Pathology has the chance to apply radiology’s lessons from day one. This requires three things: the viewer and workflow must be designed as one environment, the metrics must capture both operational and human signals, and AI must be integrated into the workflow rather than layered on top of it.

Techcyte Fusion® was built with these three principles at its core. Case assembly is where it begins. Fusion goes further by integrating deeply with both the LIS and the EHR, so clinical context, prior cases, and concurrent cases are in the same environment the pathologist is already working in, alongside synoptic reporting, ancillary test results, and consults with subspecialists. The viewer is a workflow surface, not a display.
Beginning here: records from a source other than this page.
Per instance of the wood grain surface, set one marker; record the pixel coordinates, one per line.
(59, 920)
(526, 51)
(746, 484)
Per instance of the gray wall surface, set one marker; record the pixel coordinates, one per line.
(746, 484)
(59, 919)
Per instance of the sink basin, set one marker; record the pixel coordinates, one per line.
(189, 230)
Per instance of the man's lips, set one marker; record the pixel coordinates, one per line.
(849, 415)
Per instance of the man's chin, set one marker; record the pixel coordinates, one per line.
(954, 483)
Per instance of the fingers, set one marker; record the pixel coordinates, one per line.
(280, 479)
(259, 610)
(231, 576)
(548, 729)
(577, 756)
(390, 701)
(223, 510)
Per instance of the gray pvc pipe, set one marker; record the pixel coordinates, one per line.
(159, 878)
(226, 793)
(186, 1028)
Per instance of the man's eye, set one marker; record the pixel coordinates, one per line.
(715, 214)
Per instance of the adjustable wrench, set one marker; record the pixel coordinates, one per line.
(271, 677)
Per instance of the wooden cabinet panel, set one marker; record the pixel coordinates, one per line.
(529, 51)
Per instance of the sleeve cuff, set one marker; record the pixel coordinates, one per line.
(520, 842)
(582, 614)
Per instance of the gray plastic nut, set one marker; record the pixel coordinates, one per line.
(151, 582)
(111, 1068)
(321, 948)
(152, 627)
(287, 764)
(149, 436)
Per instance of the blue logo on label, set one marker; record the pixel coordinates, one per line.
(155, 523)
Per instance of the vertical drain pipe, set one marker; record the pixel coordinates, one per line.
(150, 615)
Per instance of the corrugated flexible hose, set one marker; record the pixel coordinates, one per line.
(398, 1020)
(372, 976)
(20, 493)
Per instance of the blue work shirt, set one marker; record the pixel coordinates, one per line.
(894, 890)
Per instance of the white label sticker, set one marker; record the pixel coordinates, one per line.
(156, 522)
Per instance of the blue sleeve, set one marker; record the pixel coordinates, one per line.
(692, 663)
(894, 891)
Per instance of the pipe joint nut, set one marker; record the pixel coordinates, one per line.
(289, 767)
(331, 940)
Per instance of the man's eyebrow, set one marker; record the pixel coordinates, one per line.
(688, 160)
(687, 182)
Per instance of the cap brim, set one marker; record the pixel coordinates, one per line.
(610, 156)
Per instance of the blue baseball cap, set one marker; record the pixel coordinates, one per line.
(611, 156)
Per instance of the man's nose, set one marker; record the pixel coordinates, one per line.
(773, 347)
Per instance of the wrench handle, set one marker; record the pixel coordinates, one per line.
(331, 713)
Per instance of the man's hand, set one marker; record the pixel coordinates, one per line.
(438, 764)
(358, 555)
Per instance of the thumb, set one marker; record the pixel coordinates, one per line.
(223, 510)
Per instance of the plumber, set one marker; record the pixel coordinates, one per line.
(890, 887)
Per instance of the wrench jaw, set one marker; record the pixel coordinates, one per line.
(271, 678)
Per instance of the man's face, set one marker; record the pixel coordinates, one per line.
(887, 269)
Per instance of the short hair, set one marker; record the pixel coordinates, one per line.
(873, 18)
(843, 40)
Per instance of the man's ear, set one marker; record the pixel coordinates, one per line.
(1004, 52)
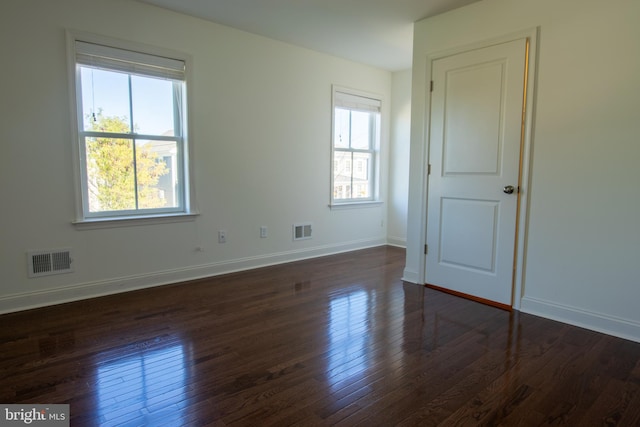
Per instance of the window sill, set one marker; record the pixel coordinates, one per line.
(115, 222)
(355, 205)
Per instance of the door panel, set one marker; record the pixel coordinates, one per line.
(475, 137)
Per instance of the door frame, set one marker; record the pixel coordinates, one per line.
(532, 35)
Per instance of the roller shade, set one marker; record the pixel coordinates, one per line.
(128, 61)
(355, 102)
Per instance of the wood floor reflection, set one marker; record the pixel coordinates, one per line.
(338, 340)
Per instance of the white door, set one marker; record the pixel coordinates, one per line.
(474, 156)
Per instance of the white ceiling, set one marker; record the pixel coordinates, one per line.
(374, 32)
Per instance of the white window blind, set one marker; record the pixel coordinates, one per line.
(128, 61)
(354, 102)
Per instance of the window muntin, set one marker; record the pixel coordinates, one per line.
(356, 130)
(131, 131)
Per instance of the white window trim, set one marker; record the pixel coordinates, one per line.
(376, 101)
(89, 222)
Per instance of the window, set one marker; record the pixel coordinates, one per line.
(356, 136)
(131, 127)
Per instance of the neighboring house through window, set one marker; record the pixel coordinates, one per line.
(355, 146)
(130, 105)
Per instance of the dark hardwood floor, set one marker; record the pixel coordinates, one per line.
(338, 340)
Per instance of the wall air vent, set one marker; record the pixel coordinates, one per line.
(45, 263)
(302, 231)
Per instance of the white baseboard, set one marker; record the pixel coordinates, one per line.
(397, 241)
(611, 325)
(25, 301)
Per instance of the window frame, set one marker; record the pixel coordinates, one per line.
(357, 100)
(104, 219)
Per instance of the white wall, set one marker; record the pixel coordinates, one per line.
(261, 127)
(399, 157)
(582, 263)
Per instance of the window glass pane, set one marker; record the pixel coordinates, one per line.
(104, 93)
(110, 174)
(341, 129)
(360, 130)
(361, 175)
(342, 175)
(153, 106)
(156, 164)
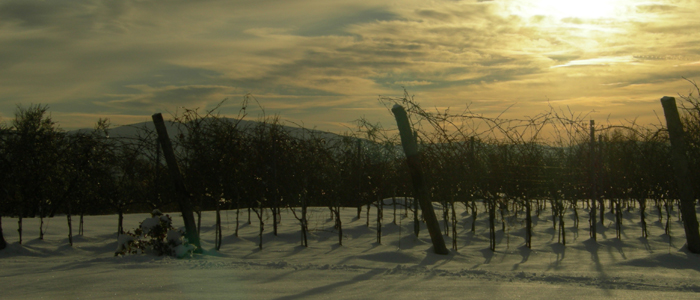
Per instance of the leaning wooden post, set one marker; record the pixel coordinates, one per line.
(183, 197)
(682, 172)
(594, 180)
(414, 165)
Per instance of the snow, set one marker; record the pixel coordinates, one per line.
(403, 266)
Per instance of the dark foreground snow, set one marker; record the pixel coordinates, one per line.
(401, 267)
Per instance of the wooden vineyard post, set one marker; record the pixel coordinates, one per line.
(414, 165)
(682, 172)
(183, 197)
(594, 180)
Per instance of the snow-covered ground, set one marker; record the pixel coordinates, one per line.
(402, 267)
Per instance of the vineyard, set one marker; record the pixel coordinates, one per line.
(512, 170)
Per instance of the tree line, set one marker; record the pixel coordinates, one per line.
(505, 167)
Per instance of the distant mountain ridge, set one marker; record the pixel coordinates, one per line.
(175, 129)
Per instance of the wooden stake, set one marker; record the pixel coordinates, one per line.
(413, 159)
(183, 197)
(680, 167)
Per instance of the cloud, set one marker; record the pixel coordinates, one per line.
(313, 59)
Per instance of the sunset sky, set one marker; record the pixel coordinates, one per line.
(325, 63)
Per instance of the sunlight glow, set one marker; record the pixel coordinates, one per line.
(590, 9)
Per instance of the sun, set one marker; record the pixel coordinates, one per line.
(588, 9)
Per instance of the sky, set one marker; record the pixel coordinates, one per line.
(324, 63)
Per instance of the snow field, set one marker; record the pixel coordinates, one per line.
(402, 266)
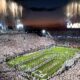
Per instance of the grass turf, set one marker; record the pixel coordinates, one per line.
(45, 62)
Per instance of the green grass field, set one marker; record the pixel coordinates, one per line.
(43, 64)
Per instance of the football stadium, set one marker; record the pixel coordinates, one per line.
(39, 40)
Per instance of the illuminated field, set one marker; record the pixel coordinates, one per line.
(43, 64)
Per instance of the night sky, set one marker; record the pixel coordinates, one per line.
(43, 12)
(43, 3)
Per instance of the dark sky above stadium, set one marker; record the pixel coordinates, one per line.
(42, 12)
(43, 3)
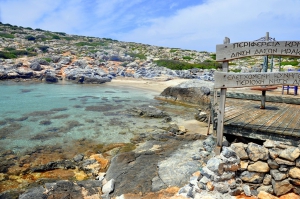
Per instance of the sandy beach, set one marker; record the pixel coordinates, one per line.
(155, 85)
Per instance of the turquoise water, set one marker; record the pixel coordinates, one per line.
(38, 114)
AI is integrated in the same way. Rather than sitting as a separate tool the pathologist has to open, check, and reconcile, AI runs within the workflow itself, aligned to how cases progress through the lab and surfacing results where and when the pathologist is already focused. Operational and usability metrics are core features, not add-ons. None of that makes digital transformation automatic, but it does create the conditions to scale both performance and the people delivering it.

Selecting a platform for digital pathology is ultimately a choice about what to scale, and an opportunity to build a future where efficiency, quality, and sustainability advance together.


Sources:

  1. GE HealthCare, “4 Ways Technology Can Help Reduce Radiologist Burnout” (2022)
  2. Spieler B, Baum N. “Burnout: A Mindful Framework for the Radiologist.” Current Problems in Diagnostic Radiology (2021)
  3. Chetlen AL et al. “Addressing Burnout in Radiologists.” Academic Radiology (2019)
  4. Alexander R, Waite S, Bruno MA et al. “Mandating Limits on Workload, Duty, and Speed in Radiology.” Radiology (2022)
  5. “The Burnout in Canadian Pathology Initiative.” Archives of Pathology & Laboratory Medicine (2023)
  6. Smith SM et al. “Burnout and Disengagement in Pathology.” Archives of Pathology & Laboratory Medicine (2023)
  7. “The American Society for Clinical Pathology’s Job Satisfaction, Well-Being, and Burnout Survey of Pathologists.” American Journal of Clinical Pathology (2020)
  8. “The value of workflow analysis in radiology.” Journal of Digital Imaging, Reiner BI, Siegel EL.
  9. “What the radiologist should know about artificial intelligence – an ESR white paper”, European Society of Radiology, Insights into Imaging, (2019)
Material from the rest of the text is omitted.